黒いモンスターがオモハラの壁に現れる理由
「SHIT」や「HATE」という負の感情が表現されることの多い彼女のミューラル(壁画)のイメージに反して、本人は明るく、そしてフランクだった。
2017年に出現したTHE NORTH FACE STANDARD HARAJUKUのミューラル
「表参道・原宿は私が10代から22歳くらいまでずっと遊んでた街だから、歩いててインベーダーの作品とかを見つけると『まだ無事にあるんだ!』って嬉しくなるし、自分も描きたくなっちゃう。実際私に描いてほしがってそうな壁もたくさんある気してて、最近はこの辺来ても壁ばっかり見ちゃってるの(笑)」
感性豊かな彼女は、10代の頃からこのエリアでアート巡りをしていたのだろうか? 聞いてみると、そんなことはないとのこと。
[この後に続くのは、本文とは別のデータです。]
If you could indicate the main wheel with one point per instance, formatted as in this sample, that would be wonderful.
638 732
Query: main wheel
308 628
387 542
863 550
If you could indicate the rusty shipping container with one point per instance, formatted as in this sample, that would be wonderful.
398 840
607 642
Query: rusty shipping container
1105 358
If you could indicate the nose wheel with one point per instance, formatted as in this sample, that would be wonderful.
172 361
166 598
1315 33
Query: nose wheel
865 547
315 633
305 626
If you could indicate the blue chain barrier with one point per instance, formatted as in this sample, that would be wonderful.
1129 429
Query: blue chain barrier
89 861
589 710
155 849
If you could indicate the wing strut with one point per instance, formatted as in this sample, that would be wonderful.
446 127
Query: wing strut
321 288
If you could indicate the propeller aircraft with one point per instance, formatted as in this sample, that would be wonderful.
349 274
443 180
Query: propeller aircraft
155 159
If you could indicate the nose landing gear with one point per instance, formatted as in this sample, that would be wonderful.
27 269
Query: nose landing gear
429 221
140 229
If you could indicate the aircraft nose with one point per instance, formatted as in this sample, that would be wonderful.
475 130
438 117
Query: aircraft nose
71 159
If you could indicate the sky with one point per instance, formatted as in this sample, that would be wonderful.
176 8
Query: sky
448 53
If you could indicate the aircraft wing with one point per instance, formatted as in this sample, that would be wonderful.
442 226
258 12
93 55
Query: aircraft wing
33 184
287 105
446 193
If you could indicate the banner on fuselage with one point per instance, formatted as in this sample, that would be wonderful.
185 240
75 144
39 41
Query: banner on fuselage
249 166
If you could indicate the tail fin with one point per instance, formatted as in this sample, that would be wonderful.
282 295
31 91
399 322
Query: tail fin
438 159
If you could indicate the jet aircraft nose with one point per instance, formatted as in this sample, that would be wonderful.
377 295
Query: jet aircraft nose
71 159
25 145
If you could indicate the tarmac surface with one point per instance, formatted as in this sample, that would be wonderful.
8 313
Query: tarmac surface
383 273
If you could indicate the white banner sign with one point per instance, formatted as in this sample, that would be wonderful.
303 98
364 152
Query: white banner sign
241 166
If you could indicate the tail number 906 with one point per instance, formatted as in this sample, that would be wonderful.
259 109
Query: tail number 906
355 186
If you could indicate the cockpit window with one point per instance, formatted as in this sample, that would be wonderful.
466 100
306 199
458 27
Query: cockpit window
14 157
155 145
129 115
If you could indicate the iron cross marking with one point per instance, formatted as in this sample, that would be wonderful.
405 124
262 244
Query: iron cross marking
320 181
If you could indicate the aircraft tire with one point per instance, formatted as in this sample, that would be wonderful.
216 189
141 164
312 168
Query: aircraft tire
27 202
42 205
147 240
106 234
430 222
「初めて原宿に来た日? 自分の意思で初めて来たのは中学生のときかな。制服でラフォーレに来たんだけど、昼間だったから警察に補導されちゃった。それからも原宿には目的もなくフラフラ来て、買い物もよくしてたかな。黒が好きだからギャルソンに通ってた。私、18歳からは黒い服しか着てないの」
10代で出会った映画監督・ハーモニー・コリンの影響でストリートアートに興味を持ったと話すLyさん
今日もLyさんは頭から足元まで”黒”。彼女のペインター人生の中で常にキーとなっている重要なカラーだ。
「実家は建築士の叔父さんが建ててくれたんだけど、なぜか私の部屋は壁が真っ黒だったの。それからお母さんも赤が嫌いって言って、小学生になって買ってもらった筆箱やランドセルも女の子なのに全部黒。私も黒好きだったから良かったんだけどね。その影響もあるのか、小学生の頃から12色のクレヨンで絵を描くのが嫌いで、黒ペンでばかり絵を描いてたの」
そして、当時から頭の中には、彼女の気持ちの化身と言える黒いモンスターが住んでいたのだという。それにしても、なぜ「壁」にそのモンスターを描くのだろうか。
ネイルは常にグレー。リングはクロムハーツ
「逆に紙に描けと言われると『なんでわざわざ縮小しなきゃいけないの?』って思っちゃう。頭の中にいるモンスターを、なるべくそのまま、大きさも実寸で描きたいの」
リアリティを追求するのは、彼女には本当にモンスターが彷徨う世界が見えているからだろう。自分たちがずっと遊んできた街に、自分だけがずっと見えていた世界を混ぜ込みたい。こんな理由で、Lyさんは今日もオモハラの壁に黒いモンスターを描いているように思えた。